Monday, September 28, 2015

Is Your Child a Single Sport Athlete?

Recently, there’s been a lot of talk about the importance of kids engaging in more than just one sport. There was even a claim recently, by Ohio State’s football coach, Urban Meyer, explaining that the vast majority of recruits were multi-sport, not one-sport athletes.

While multi-sport athletes are on the decline, with more and more parents preferring to have their kids specialize in one sport only, believing that specialization will yield success, statistics have  
shown, time and time again and across a wide range of sports, that multi-sport athletes tend to have more professional success.

There are many reasons why kids are choosing to specialize in just one sport these days. Some of it has to do with the high cost of playing sports; many parents can’t afford more than one set of equipment and uniforms! Also, coaches today, even youth coaches, can be quite demanding of their players, leaving little time for much else. Plus, many kids desperately want athletic scholarships and thus work their hardest at being the best they can at a particular sport.

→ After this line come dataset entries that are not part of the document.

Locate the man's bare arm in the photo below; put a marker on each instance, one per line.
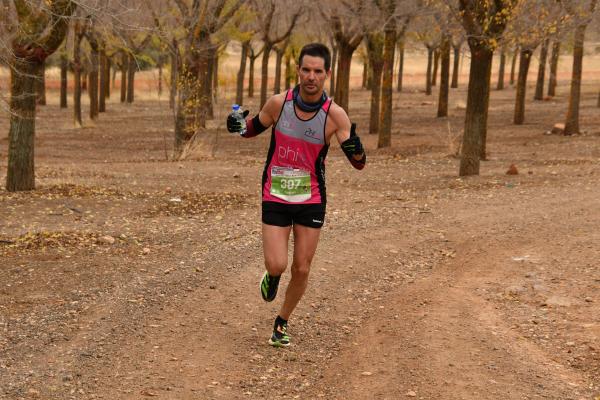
(265, 118)
(346, 135)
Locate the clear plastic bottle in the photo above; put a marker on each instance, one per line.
(239, 115)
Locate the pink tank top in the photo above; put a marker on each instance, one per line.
(295, 169)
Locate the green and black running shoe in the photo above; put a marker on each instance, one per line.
(280, 338)
(268, 286)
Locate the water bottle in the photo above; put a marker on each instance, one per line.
(238, 115)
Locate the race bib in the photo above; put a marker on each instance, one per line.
(290, 184)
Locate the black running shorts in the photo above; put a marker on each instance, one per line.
(280, 214)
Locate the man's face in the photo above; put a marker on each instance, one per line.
(312, 75)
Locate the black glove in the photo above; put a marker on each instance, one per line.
(353, 145)
(234, 125)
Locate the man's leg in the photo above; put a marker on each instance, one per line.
(275, 247)
(305, 245)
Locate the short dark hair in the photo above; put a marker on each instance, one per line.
(316, 50)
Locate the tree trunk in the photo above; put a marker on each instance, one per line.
(174, 72)
(124, 68)
(278, 60)
(251, 77)
(23, 95)
(513, 66)
(131, 67)
(478, 95)
(215, 76)
(400, 66)
(288, 71)
(501, 69)
(334, 57)
(539, 85)
(572, 122)
(107, 77)
(456, 66)
(264, 75)
(367, 78)
(77, 119)
(93, 84)
(342, 85)
(194, 95)
(84, 76)
(554, 68)
(436, 63)
(209, 82)
(160, 77)
(374, 61)
(41, 86)
(102, 85)
(524, 62)
(385, 127)
(429, 68)
(64, 67)
(239, 92)
(444, 78)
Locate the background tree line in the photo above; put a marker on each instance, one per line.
(94, 41)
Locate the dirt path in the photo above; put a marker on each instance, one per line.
(416, 298)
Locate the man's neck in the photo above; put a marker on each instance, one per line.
(310, 99)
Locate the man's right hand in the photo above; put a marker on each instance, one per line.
(233, 124)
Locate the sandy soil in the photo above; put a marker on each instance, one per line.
(126, 276)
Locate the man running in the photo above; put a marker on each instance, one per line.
(293, 184)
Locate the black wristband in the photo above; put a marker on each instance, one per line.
(254, 127)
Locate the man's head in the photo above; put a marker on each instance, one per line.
(314, 67)
(316, 50)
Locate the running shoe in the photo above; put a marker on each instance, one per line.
(280, 338)
(268, 286)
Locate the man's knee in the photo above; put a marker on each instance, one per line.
(275, 267)
(301, 270)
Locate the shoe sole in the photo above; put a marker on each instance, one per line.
(278, 344)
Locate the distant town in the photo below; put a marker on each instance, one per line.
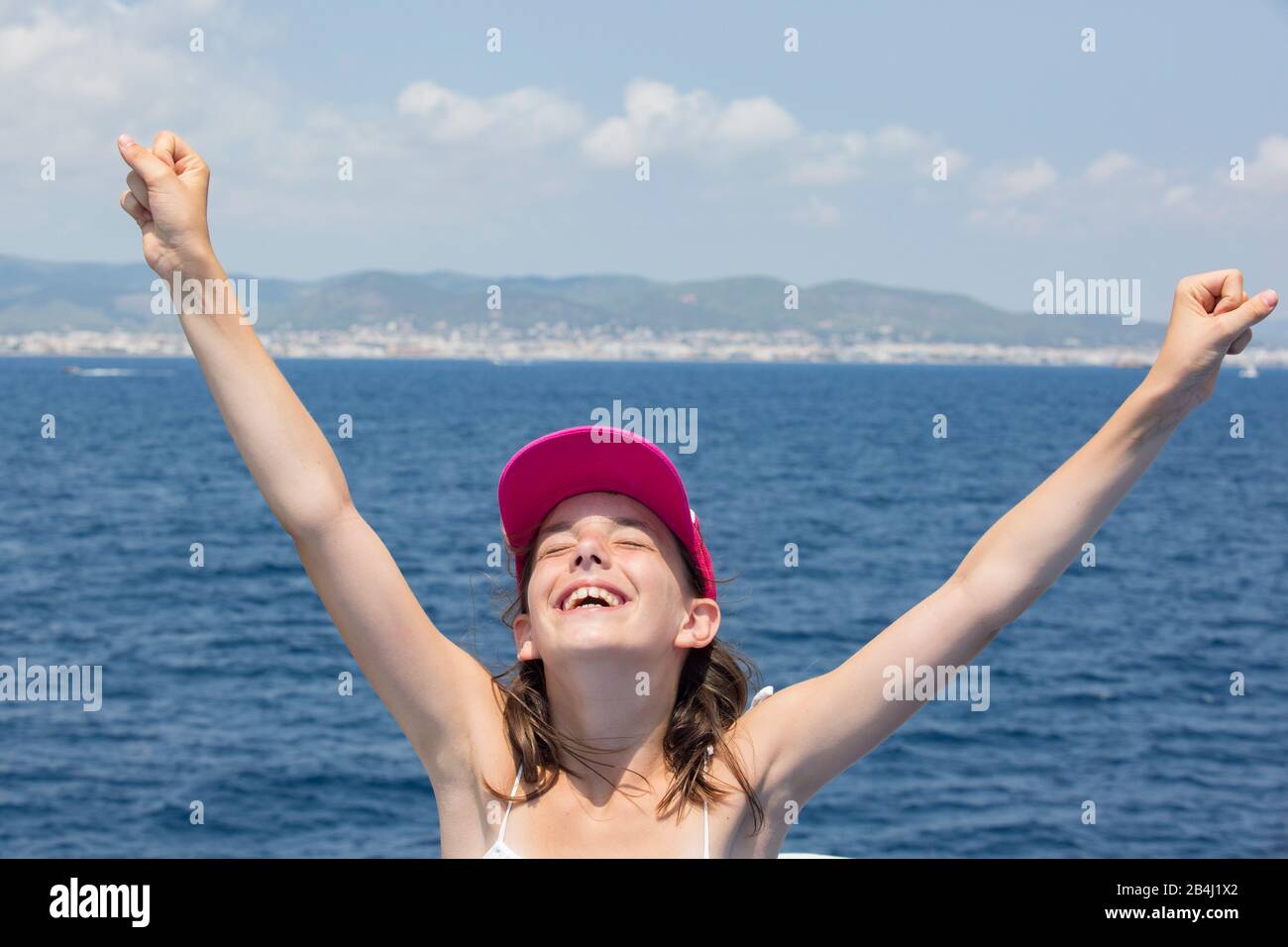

Sadly, though, the chances of getting a scholarship are slim, and they’re even slimmer among those who focus only on one sport! Coaches want kids who are very skilled, who are playing sports even in the off-season, and who have learned special skills and techniques from other sports disciplines.
There’s also a lower risk of overuse injuries among kids who play more than one sport, since they’re not working the same muscles all the time. Plus, these kids are more likely to actually enjoy the game and avoid burnout, which, in turn, makes them more likely to be athletes into adulthood.

Unfortunately, despite advice from the experts to play more than one sport, this trend of being a single-sport athlete doesn’t appear to be going away anytime soon. As a parent, though, you can make your child the exception, and he might just benefit big-time from it.